Since pinhole cameras have such small apertures, like the f270 of the camera I use for portraits, I use continuous light. Otherwise I would have to pop each flash at least 15 times, but probably more, for a single photo.
Phoblographer: Why the black and white choice? Do you feel pinholes just look better in black and white?
Marcio: Colors bear a lot of meaning to them. Eliminating colors is also therefore the elimination of all the messages they carry, which often can become a distraction with their beauty and from the image shapes itself. In a whole, Black and white greater emphasizes the lines, angles, shapes, shadow and light. Also because of its symbolic elegance and deep emotion which the white and the black can create, it has a dreamy aspect, which is enhanced with the soft focus pinholes naturally have.

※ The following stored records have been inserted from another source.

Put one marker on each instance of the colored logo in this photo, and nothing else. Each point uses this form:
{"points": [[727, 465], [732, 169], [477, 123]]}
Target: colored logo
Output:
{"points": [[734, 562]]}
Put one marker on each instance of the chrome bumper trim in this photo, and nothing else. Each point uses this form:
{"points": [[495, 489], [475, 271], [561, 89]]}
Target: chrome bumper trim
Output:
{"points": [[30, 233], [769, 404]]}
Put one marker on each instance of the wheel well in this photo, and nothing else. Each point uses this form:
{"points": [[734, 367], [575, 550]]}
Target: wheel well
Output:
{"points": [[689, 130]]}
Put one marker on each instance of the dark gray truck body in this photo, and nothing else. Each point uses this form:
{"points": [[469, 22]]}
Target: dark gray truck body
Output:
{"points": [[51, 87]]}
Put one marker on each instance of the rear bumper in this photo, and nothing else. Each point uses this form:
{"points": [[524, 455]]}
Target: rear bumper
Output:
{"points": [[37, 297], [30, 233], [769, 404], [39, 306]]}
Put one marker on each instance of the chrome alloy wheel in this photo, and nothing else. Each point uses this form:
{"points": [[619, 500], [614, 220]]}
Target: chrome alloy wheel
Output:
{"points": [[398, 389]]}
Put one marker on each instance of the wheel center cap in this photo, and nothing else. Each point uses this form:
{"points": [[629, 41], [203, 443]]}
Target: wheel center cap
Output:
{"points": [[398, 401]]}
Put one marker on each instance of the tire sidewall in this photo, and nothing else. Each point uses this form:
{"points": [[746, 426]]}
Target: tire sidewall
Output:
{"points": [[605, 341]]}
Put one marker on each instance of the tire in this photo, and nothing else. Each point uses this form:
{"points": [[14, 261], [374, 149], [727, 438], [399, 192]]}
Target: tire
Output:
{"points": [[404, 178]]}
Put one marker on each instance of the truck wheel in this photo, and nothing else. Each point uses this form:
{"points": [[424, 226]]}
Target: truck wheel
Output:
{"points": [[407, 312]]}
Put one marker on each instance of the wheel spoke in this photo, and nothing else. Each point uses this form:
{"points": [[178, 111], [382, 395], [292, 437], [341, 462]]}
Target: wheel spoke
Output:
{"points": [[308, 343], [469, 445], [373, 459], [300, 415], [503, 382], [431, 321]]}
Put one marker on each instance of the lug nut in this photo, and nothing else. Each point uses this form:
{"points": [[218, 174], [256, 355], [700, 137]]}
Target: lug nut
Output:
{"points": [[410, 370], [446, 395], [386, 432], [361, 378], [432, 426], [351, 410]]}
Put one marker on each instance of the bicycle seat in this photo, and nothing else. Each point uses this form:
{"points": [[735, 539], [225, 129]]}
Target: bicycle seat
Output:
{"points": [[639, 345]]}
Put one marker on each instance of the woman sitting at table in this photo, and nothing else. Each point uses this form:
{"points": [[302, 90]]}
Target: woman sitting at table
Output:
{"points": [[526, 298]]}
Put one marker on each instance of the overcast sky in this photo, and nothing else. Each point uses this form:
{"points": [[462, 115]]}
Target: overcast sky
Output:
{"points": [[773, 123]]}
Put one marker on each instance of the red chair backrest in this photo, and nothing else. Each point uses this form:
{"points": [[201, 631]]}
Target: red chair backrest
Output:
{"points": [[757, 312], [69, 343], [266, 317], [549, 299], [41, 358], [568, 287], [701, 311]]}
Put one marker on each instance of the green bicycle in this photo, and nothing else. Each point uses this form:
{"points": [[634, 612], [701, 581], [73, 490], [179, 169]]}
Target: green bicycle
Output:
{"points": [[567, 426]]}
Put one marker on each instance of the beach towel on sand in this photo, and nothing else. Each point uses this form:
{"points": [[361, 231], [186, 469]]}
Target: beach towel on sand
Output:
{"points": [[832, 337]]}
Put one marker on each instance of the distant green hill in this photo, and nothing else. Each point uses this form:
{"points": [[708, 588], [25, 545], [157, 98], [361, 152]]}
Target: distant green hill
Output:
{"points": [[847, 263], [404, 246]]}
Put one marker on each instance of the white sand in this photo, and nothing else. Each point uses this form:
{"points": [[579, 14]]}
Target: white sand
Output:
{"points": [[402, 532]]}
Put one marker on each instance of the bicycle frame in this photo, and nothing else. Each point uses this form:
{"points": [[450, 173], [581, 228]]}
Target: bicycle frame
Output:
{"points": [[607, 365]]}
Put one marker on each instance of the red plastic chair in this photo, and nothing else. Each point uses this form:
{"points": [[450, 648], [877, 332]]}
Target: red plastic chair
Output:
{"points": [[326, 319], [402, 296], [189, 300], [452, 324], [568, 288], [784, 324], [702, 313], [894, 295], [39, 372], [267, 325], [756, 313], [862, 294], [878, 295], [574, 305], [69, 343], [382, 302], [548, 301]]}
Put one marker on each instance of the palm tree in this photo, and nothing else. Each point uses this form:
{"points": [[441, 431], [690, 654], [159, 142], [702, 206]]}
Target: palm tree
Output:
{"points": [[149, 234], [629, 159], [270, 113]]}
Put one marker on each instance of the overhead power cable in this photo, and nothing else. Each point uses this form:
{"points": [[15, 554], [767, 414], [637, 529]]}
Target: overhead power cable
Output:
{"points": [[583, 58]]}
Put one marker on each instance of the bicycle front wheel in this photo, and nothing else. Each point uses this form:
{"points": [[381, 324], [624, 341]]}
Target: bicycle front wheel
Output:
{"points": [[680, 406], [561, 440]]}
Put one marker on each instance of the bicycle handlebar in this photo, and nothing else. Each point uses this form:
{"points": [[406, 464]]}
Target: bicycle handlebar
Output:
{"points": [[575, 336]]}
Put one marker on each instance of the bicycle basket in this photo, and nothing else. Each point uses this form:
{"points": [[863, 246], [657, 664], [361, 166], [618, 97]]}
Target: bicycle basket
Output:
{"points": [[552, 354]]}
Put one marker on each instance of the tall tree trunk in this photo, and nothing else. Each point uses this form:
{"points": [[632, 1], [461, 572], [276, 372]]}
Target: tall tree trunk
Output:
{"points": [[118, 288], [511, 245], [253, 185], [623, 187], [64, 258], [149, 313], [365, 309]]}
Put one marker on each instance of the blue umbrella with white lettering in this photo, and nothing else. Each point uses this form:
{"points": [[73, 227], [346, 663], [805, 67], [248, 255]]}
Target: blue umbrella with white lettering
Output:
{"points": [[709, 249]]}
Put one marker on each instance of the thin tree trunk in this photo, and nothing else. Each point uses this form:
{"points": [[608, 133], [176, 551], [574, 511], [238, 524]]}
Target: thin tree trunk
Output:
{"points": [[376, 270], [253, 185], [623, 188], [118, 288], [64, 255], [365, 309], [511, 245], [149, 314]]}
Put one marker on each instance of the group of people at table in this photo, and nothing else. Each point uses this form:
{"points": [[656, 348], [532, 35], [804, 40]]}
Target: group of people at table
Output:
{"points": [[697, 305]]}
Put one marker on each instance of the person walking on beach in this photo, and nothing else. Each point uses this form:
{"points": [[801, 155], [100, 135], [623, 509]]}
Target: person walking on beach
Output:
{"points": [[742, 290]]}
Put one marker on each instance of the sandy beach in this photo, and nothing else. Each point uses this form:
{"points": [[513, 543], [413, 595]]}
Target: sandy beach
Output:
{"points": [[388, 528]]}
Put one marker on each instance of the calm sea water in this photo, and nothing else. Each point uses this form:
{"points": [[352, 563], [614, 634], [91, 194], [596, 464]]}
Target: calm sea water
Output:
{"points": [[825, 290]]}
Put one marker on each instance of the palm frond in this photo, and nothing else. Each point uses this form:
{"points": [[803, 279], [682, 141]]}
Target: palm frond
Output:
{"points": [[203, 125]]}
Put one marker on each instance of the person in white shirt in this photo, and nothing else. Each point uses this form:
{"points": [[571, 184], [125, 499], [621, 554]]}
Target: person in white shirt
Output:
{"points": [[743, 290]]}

Unfortunately digital copies and screens are not truthful with the original contact prints on silver gelatin or any other traditional print. The original prints have a warm tonality. something between brown, green and purple depending on the way they are printed and toned. But the digital copy is more than enough to give a good idea about the image itself.
Black and white is easier for me to develop and print in the technical meaning but that is not the main reason (otherwise I would rather shoot digital which is much more handy in this aspect).
Phoblographer: How do you feel creating these pinhole portraits helps you to express yourself as an artist?
Marcio: I don’t know how exactly, but it does!
“Colors bear a lot of meaning to them. Eliminating colors is also therefore the elimination of all the messages they carry, which often can become a distraction with their beauty and from the image shapes itself. In a whole, Black and white greater emphasizes the lines, angles, shapes, shadow and light. Also because of its symbolic elegance and deep emotion which the white and the black can create, it has a dreamy aspect, which is enhanced with the soft focus pinholes naturally have.”
I believe that every good visual work in a genuine artistic direction (although I don’t usually call myself an artist) are the ones that leave room for the viewer’s imagination. Pinholes images have some mysterious characteristic to them, as if there is always something else waiting to be observed or discovered. Maybe because of the small natural body motion in long exposures transiting some aliveness or happening, or maybe it’s soft focus.
Sharp images transmitted through lenses brings the idea of evidence, as if everything were being brought to light, or simply a visual copy of what was photographed. When trying to make it more artistic or dreamy, or rustic, photographers tend to use the shallow DOF effect to make it more soft around the main subject with some creamy colors to transmit something more idealistic or imaginary, or boosting contrast with black and white, or sharp motion with long exposures. What I mean is that the essence of all that photographers look for while trying to make more artistic images, is what pinhole image quality and workflow is all about in principal or base.
Of course I am not mentioning above about photographers who go all the way through the sharpness purpose or symbolism of realistic representation with HDR, hyper-reality scenery or trick visual effects, which are also another way to attempt to create something more expressive and artistic. For that matter the photographer expects to have full control and and expectation for precise effects and characteristics.
With pinhole we don’t have all this control. We don’t use an optical viewfinder and it is never precise. It is more about following the feeling of what is happening during the image creation. In my opinion it helps to let us be more sincere about our feelings while photographing and being expressive, instead of focusing on technical control for precise expected results in order to be the main viewer’s appreciation.